Insecure Object Reference - Session Management
Need
To prevent unauthorized users from closing sessions of other users
Context
- Usage of Elixir 1.12 for building scalable and fault-tolerant applications
- Usage of Phoenix Framework 1.6 for web development
Description
Non compliant code
defmodule SessionManager do
def logout_user(conn, email) do
# Clearing the session
conn
|> put_flash(:info, "Logged out successfully.")
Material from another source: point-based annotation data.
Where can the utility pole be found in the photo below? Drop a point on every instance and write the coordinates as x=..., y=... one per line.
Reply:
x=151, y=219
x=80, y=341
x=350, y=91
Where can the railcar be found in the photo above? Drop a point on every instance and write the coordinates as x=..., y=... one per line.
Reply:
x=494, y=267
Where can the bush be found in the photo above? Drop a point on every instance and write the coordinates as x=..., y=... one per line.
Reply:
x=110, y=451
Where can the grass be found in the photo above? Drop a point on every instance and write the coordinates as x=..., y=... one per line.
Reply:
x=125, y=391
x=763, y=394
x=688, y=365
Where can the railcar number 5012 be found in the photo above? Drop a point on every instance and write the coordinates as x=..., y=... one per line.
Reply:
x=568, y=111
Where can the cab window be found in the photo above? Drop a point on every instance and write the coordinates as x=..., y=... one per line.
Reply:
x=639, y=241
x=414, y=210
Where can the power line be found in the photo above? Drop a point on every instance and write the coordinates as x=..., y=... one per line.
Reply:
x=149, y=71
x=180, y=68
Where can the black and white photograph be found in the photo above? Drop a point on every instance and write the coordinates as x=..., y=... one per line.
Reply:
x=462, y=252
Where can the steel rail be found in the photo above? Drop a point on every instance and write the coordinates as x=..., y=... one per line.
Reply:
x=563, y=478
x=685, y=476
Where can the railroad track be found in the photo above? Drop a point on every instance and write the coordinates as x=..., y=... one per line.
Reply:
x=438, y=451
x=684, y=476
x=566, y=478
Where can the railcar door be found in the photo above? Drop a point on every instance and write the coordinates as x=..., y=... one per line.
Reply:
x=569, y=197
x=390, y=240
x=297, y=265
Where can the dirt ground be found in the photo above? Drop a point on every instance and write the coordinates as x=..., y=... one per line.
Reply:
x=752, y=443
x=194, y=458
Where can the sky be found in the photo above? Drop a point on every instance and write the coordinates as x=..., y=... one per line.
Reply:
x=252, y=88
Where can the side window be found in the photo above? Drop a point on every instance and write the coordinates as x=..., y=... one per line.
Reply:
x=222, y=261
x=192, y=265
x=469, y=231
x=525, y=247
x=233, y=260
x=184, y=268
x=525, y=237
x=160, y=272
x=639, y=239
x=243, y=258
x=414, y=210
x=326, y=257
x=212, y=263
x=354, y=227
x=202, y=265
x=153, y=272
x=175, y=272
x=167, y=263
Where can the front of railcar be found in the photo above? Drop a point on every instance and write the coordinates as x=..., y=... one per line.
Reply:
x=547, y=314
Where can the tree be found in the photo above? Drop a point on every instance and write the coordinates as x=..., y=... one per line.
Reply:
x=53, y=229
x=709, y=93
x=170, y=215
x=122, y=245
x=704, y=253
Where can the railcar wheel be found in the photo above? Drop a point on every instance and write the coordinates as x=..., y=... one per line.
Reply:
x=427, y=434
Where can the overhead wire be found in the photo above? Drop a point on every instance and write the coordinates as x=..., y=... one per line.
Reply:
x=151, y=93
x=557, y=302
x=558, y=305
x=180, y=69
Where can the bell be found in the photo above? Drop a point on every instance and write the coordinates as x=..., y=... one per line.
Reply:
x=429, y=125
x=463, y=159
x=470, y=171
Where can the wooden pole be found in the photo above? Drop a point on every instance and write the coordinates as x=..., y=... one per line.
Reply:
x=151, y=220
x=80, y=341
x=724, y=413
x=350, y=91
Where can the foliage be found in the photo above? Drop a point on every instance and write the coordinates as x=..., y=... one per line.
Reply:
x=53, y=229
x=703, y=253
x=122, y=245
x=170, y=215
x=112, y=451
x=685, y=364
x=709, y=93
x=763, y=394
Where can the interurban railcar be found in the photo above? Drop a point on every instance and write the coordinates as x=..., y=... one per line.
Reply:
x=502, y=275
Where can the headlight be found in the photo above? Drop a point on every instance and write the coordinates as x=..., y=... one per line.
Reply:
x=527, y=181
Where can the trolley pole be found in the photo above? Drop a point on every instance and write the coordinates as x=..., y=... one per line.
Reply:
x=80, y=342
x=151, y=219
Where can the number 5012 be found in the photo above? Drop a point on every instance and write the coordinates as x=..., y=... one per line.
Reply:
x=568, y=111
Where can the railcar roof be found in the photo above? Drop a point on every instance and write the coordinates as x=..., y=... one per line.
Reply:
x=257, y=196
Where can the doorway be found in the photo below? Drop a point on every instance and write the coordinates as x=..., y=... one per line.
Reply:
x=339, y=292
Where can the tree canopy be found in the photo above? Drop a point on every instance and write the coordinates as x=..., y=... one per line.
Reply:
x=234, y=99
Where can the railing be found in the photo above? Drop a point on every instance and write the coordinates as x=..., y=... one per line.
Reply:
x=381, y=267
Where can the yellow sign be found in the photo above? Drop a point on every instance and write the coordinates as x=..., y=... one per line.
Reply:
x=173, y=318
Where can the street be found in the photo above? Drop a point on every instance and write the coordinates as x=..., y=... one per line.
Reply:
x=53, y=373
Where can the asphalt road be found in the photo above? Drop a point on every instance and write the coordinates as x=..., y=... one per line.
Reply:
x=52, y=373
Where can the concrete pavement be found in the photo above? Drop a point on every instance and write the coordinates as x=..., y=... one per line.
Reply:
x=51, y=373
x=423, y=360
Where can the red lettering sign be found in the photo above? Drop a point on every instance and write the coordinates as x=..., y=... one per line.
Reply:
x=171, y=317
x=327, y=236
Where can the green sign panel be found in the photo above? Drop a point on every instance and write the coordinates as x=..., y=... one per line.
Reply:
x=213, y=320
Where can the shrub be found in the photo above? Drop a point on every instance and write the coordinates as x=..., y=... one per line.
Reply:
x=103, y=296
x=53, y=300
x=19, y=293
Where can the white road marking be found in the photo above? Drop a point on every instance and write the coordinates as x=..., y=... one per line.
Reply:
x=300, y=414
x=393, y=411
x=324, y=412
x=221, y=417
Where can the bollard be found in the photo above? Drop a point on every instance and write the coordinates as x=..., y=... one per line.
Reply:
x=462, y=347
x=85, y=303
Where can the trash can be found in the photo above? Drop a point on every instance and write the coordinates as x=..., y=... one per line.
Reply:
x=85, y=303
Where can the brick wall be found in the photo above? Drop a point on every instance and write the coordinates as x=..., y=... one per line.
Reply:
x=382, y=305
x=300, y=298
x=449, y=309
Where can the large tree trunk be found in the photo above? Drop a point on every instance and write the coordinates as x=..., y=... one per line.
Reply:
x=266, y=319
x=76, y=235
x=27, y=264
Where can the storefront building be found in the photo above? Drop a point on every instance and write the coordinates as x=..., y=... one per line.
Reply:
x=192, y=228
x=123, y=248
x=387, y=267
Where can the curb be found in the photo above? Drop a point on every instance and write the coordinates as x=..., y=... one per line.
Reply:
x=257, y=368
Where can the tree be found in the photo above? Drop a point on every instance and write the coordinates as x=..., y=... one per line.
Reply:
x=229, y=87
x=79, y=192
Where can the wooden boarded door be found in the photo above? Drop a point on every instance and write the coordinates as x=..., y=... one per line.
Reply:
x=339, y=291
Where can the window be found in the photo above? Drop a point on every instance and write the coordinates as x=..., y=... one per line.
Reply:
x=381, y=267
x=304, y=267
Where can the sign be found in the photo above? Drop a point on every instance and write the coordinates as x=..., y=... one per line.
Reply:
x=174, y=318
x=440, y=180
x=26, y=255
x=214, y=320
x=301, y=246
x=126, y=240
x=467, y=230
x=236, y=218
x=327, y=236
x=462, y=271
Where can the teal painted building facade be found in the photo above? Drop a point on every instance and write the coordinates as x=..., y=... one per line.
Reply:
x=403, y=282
|> configure_session(drop: true)
|> redirect(to: "/")
end
end
In this insecure code, the logout_user
function logs out a user based on the email provided. This is insecure because if an attacker knows a user's email, they can log out the user's session.
Steps
- Use a secure identifier, like a session token, to identify the user for the logout operation
- Implement checks to validate that the session being terminated matches the user performing the operation
Compliant code
defmodule SessionManager do
def logout_user(conn, session_token) do
user = get_user_from_session_token(session_token)
if conn.assigns.current_user == user do
# Clearing the session
conn
|> put_flash(:info, "Logged out successfully.")
|> configure_session(drop: true)
|> redirect(to: "/")
else
# Do not allow logging out other users' sessions
end
end
defp get_user_from_session_token(session_token) do
# Logic to get the user from the session token
end
end
In the secure version of the code, the system checks whether the session being terminated belongs to the user initiating the logout operation.